The highlight of the visits were always the warm hugs and kringle slathered with salted butter served with a glass of cold milk for us under 3 ft and egg coffee for those over.  The kringle was always refered to as Norwegian cookies but in the 17 years I have been in Norway I have never encountered these cookies. There are many bakeries named Kringle and I see in the store the classic kringle shaped bread like things but they do not taste or look the same.
Other cookies like Rosettes, krumkake, and fattigman are the same – maybe one or two small changes between the American-Norwegian and the Norwegian version.  Lefse in Minneapolis is almost exclusively potato cakes or potetkaker as they are called here.  I have rarely seen flour lefse in Minnesota and it’s too bad too because it tastes much better. Last year when we were in Minneapolis I had to check out Ingebretsens THE place to procure Scandinavian food items but there was no flour lefse, just potato lefse.
Back to the Kringle – Great grandma’s kringle was laden with farm fresh goodies like cream and sour cream and I find her same recipe many places on the internet with one glaring difference.  After the cookies are baked, they are dipped in boiling water and left to dry on a rack.  Which makes them soft and chewy. It is important to keep them in tins with paper towels so they don’t get soggy.
Minnie had nimble fingers and made a lovely infinity symbol with her kringle, Grandma made nice eights with her ends all tucked in.  I make lazy eights with and without ends showing – which  makes them a bit more interesting.  You need to make sure that everything touches so you get a good surface to butter and remember the butter goes on the bottom.  You can also dunk them in your egg coffee if you want to.

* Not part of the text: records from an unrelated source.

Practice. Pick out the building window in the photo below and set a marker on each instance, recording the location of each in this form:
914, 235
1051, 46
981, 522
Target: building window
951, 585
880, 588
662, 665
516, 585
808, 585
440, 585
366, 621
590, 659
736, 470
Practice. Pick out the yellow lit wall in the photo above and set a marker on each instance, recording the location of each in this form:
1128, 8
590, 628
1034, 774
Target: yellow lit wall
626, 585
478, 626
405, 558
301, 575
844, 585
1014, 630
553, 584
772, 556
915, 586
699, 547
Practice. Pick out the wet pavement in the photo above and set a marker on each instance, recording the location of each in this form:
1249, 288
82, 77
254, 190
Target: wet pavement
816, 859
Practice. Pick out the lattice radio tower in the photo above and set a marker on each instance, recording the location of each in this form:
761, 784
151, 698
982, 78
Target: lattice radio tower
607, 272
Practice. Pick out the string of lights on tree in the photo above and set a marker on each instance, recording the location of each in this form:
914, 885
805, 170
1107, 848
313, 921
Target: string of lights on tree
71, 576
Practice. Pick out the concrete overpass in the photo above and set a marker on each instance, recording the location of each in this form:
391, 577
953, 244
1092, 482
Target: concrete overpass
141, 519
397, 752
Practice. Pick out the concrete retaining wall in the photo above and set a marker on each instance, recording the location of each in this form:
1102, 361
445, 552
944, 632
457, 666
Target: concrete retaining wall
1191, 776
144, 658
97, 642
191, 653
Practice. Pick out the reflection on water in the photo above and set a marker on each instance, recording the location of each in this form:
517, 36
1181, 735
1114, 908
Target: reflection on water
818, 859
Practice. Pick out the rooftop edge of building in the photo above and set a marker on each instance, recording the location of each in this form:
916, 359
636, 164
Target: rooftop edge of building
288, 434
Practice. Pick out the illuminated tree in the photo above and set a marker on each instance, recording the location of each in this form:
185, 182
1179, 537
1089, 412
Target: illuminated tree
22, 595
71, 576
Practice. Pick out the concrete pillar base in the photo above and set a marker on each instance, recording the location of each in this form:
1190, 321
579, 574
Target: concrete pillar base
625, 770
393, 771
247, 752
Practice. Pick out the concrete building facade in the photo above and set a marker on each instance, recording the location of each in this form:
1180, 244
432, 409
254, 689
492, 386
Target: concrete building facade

Norwegian Christmas dinner

What did you eat for dinner? A nice juicy turkey? Maybe a succulent glazed ham?

Us? Well we had salted, dried lamb.  No really.  As previously professed I was going to spice up the traditional family dinner with some hippy salad, but I chickened out.  Not particularly ballsy of me but that’s the scoop.  Here was our dinner – in it’s pre-cooked state.
It’s simplicity is quite charming. Happy “romjul”* to you!
*romjul is that time between Christmas and New years. Many Norwegians take vacation and it is a great time to visit with friends and drink wine.  Well, the wine is not required.